Department of Biostatistics, Hacettepe University, Ankara, Turkey.
Int J Cancer. 2017 Mar 15;140(6):1317-1323. doi: 10.1002/ijc.30560.
Endometrial cancer risk prediction models including lifestyle, anthropometric and reproductive factors have limited discrimination. Adding biomarker data to these models may improve predictive capacity; to our knowledge, this has not been investigated for endometrial cancer. Using a nested case-control study within the European Prospective Investigation into Cancer and Nutrition (EPIC) cohort, we investigated the improvement in discrimination gained by adding serum biomarker concentrations to risk estimates derived from an existing risk prediction model based on epidemiologic factors. Serum concentrations of sex steroid hormones, metabolic markers, growth factors, adipokines and cytokines were evaluated in a step-wise backward selection process; biomarkers were retained at p < 0.157 indicating improvement in the Akaike information criterion (AIC). Improvement in discrimination was assessed using the C-statistic for all biomarkers alone, and change in C-statistic from addition of biomarkers to preexisting absolute risk estimates. We used internal validation with bootstrapping (1000-fold) to adjust for over-fitting. Adiponectin, estrone, interleukin-1 receptor antagonist, tumor necrosis factor-alpha and triglycerides were selected into the model. After accounting for over-fitting, discrimination was improved by 2.0 percentage points when all evaluated biomarkers were included and 1.7 percentage points in the model including the selected biomarkers. Models including etiologic markers on independent pathways and genetic markers may further improve discrimination.

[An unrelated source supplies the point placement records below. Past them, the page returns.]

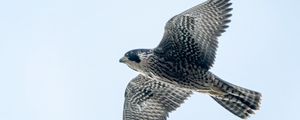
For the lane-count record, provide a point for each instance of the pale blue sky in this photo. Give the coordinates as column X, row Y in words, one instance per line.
column 59, row 58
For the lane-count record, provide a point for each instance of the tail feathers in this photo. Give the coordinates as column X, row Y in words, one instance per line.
column 240, row 101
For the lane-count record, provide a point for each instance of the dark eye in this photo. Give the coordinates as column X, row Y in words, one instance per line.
column 134, row 57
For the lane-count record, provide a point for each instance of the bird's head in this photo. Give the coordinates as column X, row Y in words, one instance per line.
column 135, row 59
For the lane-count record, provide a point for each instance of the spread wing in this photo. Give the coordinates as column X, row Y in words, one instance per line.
column 147, row 99
column 192, row 35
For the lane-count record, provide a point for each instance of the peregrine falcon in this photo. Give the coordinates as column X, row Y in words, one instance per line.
column 180, row 64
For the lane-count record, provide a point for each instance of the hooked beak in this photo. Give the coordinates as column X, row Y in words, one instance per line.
column 123, row 60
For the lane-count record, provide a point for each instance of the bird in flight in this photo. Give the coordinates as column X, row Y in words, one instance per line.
column 180, row 64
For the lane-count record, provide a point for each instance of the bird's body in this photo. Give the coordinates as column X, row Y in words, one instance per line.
column 182, row 61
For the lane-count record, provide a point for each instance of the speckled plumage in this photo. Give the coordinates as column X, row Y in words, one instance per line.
column 148, row 99
column 183, row 59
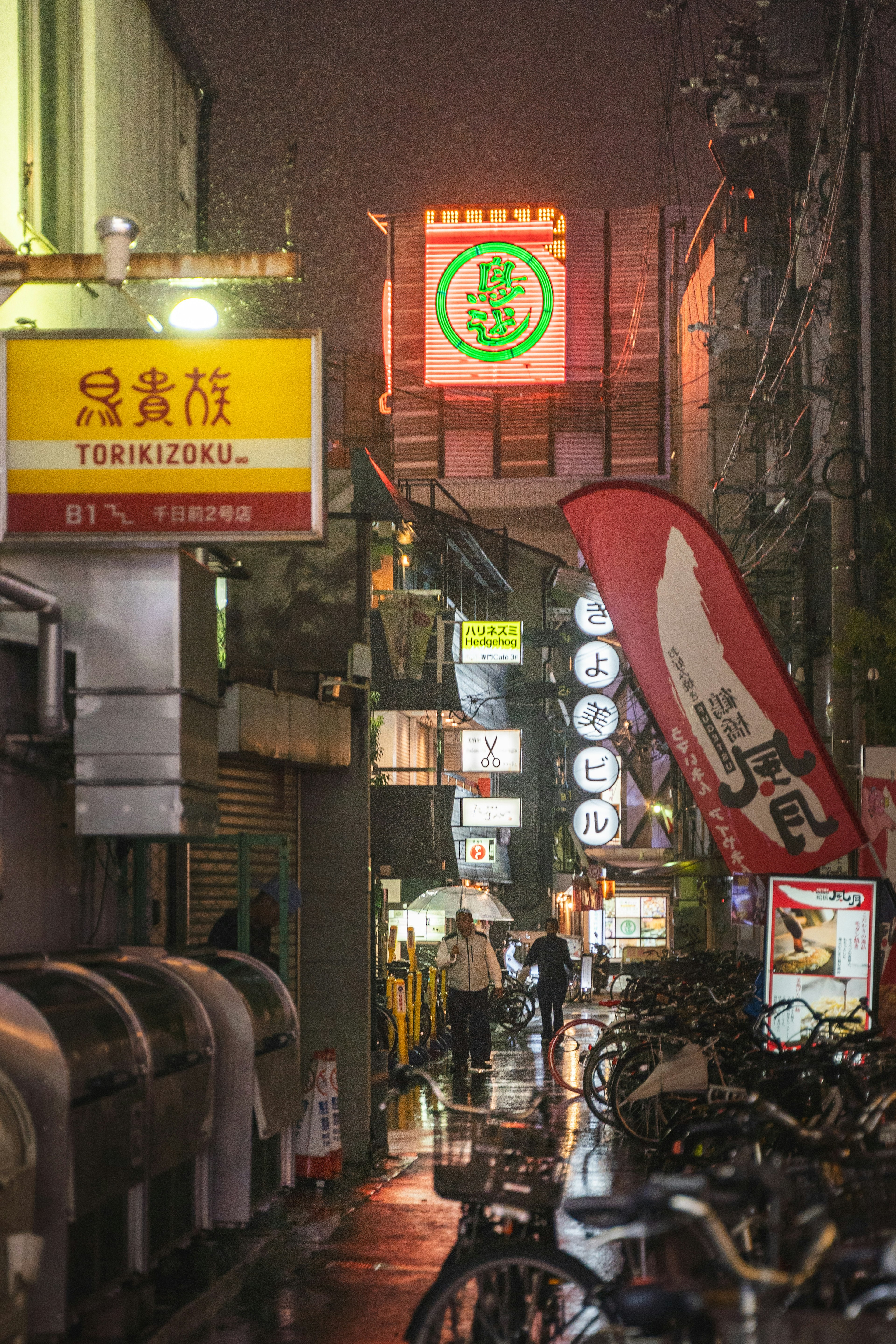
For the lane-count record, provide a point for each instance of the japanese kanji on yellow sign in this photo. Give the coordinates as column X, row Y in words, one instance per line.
column 491, row 642
column 140, row 436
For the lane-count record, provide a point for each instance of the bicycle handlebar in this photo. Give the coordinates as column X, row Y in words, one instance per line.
column 729, row 1252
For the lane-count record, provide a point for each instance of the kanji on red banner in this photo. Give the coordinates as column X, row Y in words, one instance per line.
column 715, row 682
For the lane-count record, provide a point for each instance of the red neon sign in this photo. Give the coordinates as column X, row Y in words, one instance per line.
column 495, row 304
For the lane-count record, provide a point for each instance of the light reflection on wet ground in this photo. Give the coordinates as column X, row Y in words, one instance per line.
column 600, row 1160
column 354, row 1265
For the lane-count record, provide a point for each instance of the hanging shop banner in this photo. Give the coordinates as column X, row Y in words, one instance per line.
column 596, row 822
column 592, row 616
column 714, row 681
column 491, row 642
column 596, row 664
column 495, row 300
column 491, row 812
column 596, row 717
column 499, row 751
column 596, row 769
column 480, row 850
column 143, row 437
column 820, row 950
column 408, row 624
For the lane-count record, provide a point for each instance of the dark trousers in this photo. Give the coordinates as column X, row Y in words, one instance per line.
column 551, row 995
column 469, row 1019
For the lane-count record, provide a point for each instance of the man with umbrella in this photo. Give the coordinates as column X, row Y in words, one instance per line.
column 471, row 963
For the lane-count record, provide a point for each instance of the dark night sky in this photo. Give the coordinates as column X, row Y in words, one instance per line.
column 405, row 104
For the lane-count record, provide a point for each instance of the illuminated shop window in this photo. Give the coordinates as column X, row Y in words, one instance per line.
column 635, row 922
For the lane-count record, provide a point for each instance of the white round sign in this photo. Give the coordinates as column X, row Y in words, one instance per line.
column 592, row 616
column 596, row 769
column 596, row 822
column 596, row 664
column 596, row 717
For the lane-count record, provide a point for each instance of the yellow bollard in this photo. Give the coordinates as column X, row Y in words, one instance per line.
column 401, row 1018
column 432, row 1003
column 412, row 1038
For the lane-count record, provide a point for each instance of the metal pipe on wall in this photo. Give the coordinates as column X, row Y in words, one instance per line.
column 52, row 717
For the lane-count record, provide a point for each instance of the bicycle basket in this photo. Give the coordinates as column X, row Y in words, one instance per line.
column 483, row 1162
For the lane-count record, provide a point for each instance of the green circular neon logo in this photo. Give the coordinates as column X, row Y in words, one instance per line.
column 496, row 311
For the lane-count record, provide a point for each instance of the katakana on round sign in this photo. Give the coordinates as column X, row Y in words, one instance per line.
column 596, row 769
column 592, row 616
column 596, row 717
column 596, row 822
column 596, row 664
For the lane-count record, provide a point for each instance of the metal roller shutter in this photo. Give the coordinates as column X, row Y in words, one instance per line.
column 261, row 798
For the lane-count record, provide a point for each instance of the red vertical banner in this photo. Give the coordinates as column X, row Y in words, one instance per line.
column 715, row 682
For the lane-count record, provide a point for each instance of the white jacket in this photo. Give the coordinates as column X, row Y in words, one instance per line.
column 476, row 961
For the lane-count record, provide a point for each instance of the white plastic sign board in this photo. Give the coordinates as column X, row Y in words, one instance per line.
column 499, row 751
column 819, row 950
column 491, row 812
column 491, row 642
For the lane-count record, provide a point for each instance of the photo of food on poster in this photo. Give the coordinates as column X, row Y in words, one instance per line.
column 820, row 948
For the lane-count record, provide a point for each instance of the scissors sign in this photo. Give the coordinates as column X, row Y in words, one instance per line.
column 490, row 753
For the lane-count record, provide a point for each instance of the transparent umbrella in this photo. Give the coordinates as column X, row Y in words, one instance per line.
column 481, row 905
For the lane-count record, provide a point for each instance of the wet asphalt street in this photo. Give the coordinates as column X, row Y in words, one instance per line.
column 355, row 1265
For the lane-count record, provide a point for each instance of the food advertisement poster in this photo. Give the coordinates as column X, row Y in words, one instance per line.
column 715, row 683
column 820, row 948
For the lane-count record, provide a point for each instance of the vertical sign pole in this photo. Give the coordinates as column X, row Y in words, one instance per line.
column 284, row 909
column 244, row 937
column 440, row 740
column 139, row 931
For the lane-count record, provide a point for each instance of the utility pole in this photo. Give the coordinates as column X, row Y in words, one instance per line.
column 846, row 436
column 801, row 624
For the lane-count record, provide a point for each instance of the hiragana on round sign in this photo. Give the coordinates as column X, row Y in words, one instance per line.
column 596, row 822
column 596, row 717
column 495, row 302
column 596, row 664
column 592, row 616
column 596, row 769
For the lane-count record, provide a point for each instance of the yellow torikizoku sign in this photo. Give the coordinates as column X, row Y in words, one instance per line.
column 139, row 436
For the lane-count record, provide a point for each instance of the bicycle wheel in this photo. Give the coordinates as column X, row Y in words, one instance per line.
column 504, row 1298
column 649, row 1119
column 386, row 1030
column 555, row 1046
column 512, row 1011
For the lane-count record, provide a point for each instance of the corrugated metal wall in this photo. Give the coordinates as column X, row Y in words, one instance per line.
column 146, row 122
column 262, row 798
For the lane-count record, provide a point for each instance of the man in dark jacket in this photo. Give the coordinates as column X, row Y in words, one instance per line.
column 264, row 917
column 551, row 955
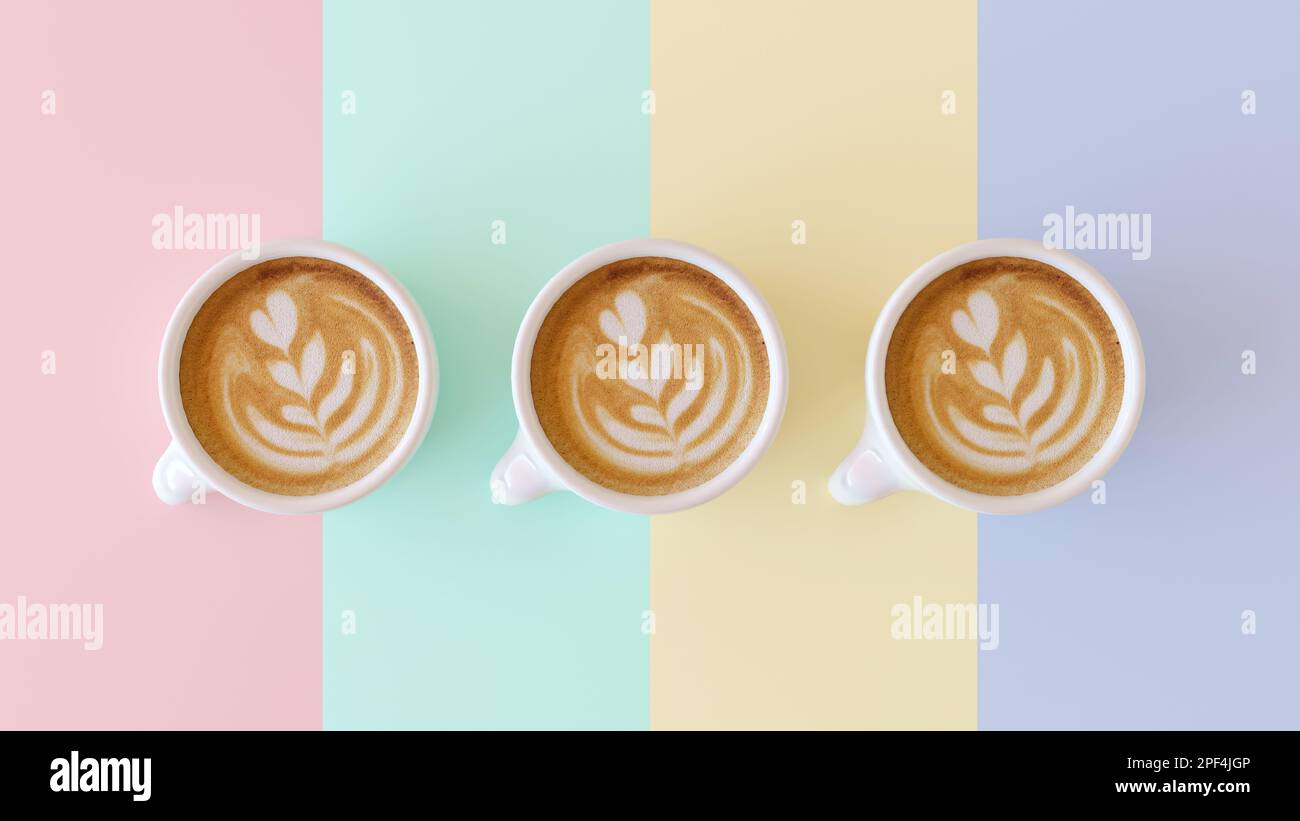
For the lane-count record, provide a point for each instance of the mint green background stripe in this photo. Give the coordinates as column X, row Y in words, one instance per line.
column 471, row 615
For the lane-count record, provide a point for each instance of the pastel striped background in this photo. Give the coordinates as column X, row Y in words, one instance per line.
column 770, row 607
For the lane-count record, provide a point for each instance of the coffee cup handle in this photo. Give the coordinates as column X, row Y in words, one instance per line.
column 863, row 476
column 174, row 477
column 520, row 477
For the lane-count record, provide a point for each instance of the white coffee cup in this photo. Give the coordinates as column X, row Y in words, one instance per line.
column 532, row 468
column 882, row 463
column 185, row 464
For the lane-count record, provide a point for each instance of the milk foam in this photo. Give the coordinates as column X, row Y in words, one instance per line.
column 299, row 382
column 641, row 431
column 1036, row 382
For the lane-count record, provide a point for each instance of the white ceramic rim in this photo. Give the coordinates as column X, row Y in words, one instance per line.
column 910, row 469
column 521, row 383
column 169, row 385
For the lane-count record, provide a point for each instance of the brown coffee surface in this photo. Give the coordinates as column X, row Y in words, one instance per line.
column 1004, row 376
column 299, row 376
column 675, row 413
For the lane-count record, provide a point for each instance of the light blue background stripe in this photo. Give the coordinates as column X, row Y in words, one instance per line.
column 1130, row 615
column 469, row 615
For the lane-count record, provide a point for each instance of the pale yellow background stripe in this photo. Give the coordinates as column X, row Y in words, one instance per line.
column 770, row 613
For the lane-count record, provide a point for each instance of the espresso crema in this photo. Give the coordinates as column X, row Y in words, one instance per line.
column 1004, row 376
column 649, row 376
column 299, row 376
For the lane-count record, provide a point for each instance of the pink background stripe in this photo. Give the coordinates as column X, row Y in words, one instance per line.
column 211, row 613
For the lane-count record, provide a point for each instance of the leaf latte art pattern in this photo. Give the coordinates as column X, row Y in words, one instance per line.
column 1004, row 376
column 298, row 376
column 649, row 376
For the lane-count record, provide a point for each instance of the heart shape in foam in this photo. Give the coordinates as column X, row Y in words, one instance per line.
column 979, row 326
column 280, row 328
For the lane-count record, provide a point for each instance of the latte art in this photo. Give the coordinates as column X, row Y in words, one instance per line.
column 649, row 376
column 1004, row 376
column 298, row 376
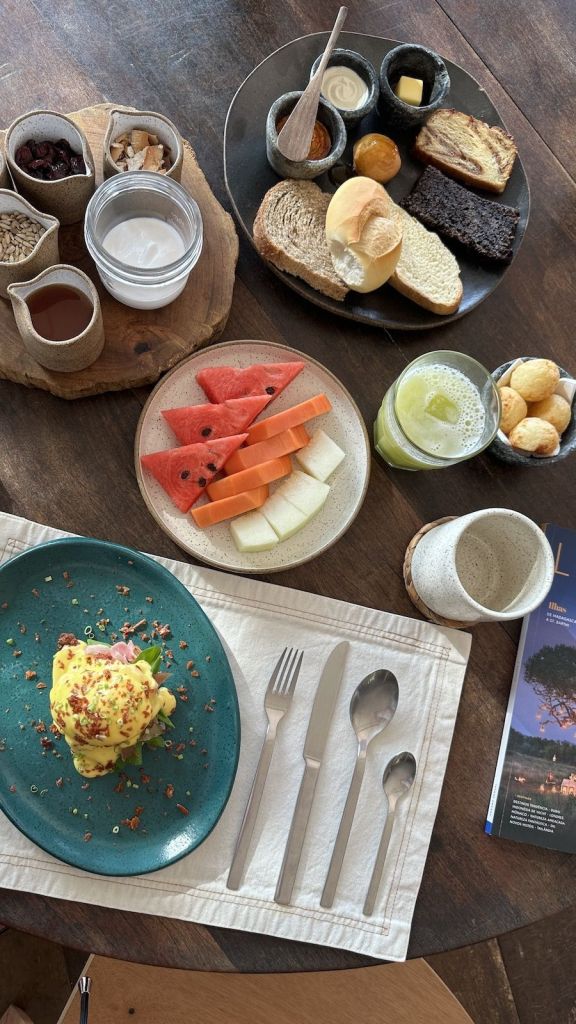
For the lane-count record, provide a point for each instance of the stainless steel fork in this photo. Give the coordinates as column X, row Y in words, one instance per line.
column 277, row 701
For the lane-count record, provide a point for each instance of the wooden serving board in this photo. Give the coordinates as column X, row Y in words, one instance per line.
column 140, row 344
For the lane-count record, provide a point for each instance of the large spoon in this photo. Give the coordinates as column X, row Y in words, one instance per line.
column 293, row 141
column 397, row 780
column 372, row 708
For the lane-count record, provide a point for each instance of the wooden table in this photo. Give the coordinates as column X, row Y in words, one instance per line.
column 187, row 59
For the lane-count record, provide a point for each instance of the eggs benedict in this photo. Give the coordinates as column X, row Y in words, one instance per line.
column 106, row 701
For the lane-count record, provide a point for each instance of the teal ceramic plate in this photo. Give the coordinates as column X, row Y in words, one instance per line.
column 71, row 586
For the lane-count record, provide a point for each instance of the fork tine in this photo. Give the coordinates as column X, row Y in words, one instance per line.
column 294, row 677
column 279, row 666
column 287, row 671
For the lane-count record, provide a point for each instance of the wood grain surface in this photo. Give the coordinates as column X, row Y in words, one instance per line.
column 400, row 993
column 183, row 60
column 139, row 344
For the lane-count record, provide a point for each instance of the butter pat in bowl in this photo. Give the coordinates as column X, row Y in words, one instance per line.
column 145, row 233
column 414, row 82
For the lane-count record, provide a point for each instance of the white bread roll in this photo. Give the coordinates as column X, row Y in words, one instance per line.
column 364, row 233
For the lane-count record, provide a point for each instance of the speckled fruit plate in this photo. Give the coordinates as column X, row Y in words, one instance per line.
column 343, row 424
column 70, row 586
column 248, row 174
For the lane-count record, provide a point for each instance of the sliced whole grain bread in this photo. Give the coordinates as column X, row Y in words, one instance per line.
column 426, row 271
column 467, row 148
column 483, row 225
column 289, row 230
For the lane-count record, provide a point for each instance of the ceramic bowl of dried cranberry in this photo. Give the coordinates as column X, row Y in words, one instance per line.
column 4, row 179
column 50, row 163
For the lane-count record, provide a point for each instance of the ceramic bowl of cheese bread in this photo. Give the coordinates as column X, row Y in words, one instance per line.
column 422, row 214
column 538, row 425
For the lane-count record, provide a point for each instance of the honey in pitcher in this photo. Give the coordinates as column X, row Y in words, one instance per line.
column 59, row 312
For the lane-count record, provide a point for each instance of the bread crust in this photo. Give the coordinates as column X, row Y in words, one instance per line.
column 492, row 150
column 442, row 308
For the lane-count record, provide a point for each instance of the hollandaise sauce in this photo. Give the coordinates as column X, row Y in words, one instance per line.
column 103, row 706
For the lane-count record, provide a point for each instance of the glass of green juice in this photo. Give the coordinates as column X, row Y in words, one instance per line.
column 443, row 409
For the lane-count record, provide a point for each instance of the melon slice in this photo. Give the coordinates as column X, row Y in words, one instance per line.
column 252, row 532
column 274, row 448
column 221, row 383
column 256, row 476
column 292, row 417
column 228, row 508
column 184, row 472
column 321, row 457
column 194, row 424
column 305, row 493
column 284, row 517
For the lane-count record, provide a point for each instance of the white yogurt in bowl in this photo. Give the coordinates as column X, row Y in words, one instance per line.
column 145, row 242
column 344, row 88
column 145, row 233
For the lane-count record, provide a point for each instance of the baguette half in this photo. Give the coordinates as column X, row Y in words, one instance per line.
column 289, row 231
column 426, row 271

包括生活方式、人体测量学和生殖因素在内的子宫内膜癌风险预测模型的辨别力有限。在这些模型中加入生物标志物数据可能会提高预测能力;据我们所知,尚未针对子宫内膜癌对此进行研究。利用欧洲癌症与营养前瞻性调查(EPIC)队列中的一项巢式病例对照研究,我们调查了将血清生物标志物浓度添加到基于流行病学因素的现有风险预测模型得出的风险估计值中后,辨别力的改善情况。在逐步向后选择过程中评估了性类固醇激素、代谢标志物、生长因子、脂肪因子和细胞因子的血清浓度;当赤池信息准则(AIC)有所改善(p < 0.157)时保留生物标志物。使用C统计量评估所有单独生物标志物的辨别力改善情况,以及从将生物标志物添加到先前存在的绝对风险估计值后C统计量的变化。我们使用自展法(1000倍)进行内部验证以调整过度拟合。脂联素、雌酮、白细胞介素-1受体拮抗剂、肿瘤坏死因子-α和甘油三酯被选入模型。在考虑过度拟合后,当纳入所有评估的生物标志物时,辨别力提高了2.0个百分点,在包括所选生物标志物的模型中提高了1.7个百分点。包括独立途径上的病因标志物和遗传标志物的模型可能会进一步提高辨别力。